Just looking for some general advice here.
I’m working with Landsat 5, 7 and 8 imagery doing NDVI trend analysis. Currently, I’m trying to mosaic scenes by year but running into a serious memory barrier. I have a 64-bit Windows machine but unfortunately I’m confined to 8 GB of RAM. When I try to mosaic even two scenes I run into a “Cannot allocate vector of __GB” error. I understand that I can get around this error by changing the ‘chunksize’ and ‘maxmemory’ parameters in rasterOptions() but doing so greatly increases processing time, especially considering that some year’s mosaics will have to be built from 100+ scenes. I am also familiar with gdalUtils::mosaic_rasters which is faster but I am mosaicking based on median value which is not an option with that function (as far as I can tell).
Is anyone aware of a method for mosaicking in parallel or otherwise speeding up the process? Unfortunately getting more RAM is not an option at the moment. Happy to share more information about my workflow if it helps at all.
Thanks in advance,
Can you post some details about a couple of representative files? Presumably these scenes are all different aligned and not part of some broader grid(?) and so the mosaicing is holus-bolus, essentially definining a new common grid and warping all the inputs to that? I’d be using gdal-merge.py or gdalwarp (perhaps after exploration with gdalbuildvrt) at the command line rather than in R for this (, but then I tend not to merge so my experience is small).
@mdsumner You identified the circumstances 100% correctly. I was indeed defining a new common grid (a raster version of the area of interest with the same resolution as the scenes) and warping the scenes to it. Then, using those resampled scenes, I was trying to construct a yearly mosaic. However, given the RAM limitations of my machine, it was going to take a lifetime to mosaic a year’s worth of scenes (some years have 100+ scenes in the time period).

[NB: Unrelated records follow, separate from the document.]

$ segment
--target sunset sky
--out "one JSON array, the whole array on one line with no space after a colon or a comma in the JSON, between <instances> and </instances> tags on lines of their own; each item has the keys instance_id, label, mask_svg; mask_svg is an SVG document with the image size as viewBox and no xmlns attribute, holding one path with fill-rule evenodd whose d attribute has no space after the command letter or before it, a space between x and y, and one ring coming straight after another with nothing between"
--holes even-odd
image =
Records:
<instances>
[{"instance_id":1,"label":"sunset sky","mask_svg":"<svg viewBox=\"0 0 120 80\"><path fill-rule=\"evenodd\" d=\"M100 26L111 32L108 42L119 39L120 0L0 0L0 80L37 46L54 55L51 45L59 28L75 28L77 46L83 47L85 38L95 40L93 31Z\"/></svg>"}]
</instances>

Then I discovered Google Earth Engine (https://earthengine.google.com/) which is capable of collecting the required scenes, applying masks and mosaicking to create composites, all in a tiny fraction of the time it would take via R or gdal. Highly suggest it to anyone doing similarly large-scale Landsat/MODIS/Sentinel analysis.
Glad to hear you have found a solution
Let me just chime in anyway and second @mdsumner on using the gdal suite. I am no expert but I did have to deal with a similar situation. I needed to clip nightlight tiles, each about 3GB and a total of 6 per scene, to country boundaries. So where countries straddled more than one tile I needed to mosaic all intersecting tiles and clip. Only I couldn’t with my 8GB (same as OP).
So I ended up switching the logic, first cropping each intersecting tile individually to the region of interest and then merging/mosaicing the results.
Finally, to mask the rasters, I applied gdalwarp to output to VRT format followed by gdal_translate to save to TIFF. Both are from the gdalUtils package. This I must say ended up being extremely fast and quite memory efficient. Not very scientific but previously my computer would hang. I can try dig up numbers if that would help.
@rywhale, Your yearly aggregation (median) should be performed on tiles in order to mimimize RAM consumptions. The mosaicking should be the last spatial operation. Have a look at PostGIS raster to do such operations. Using the query planner you can easily avoid RAM limitation.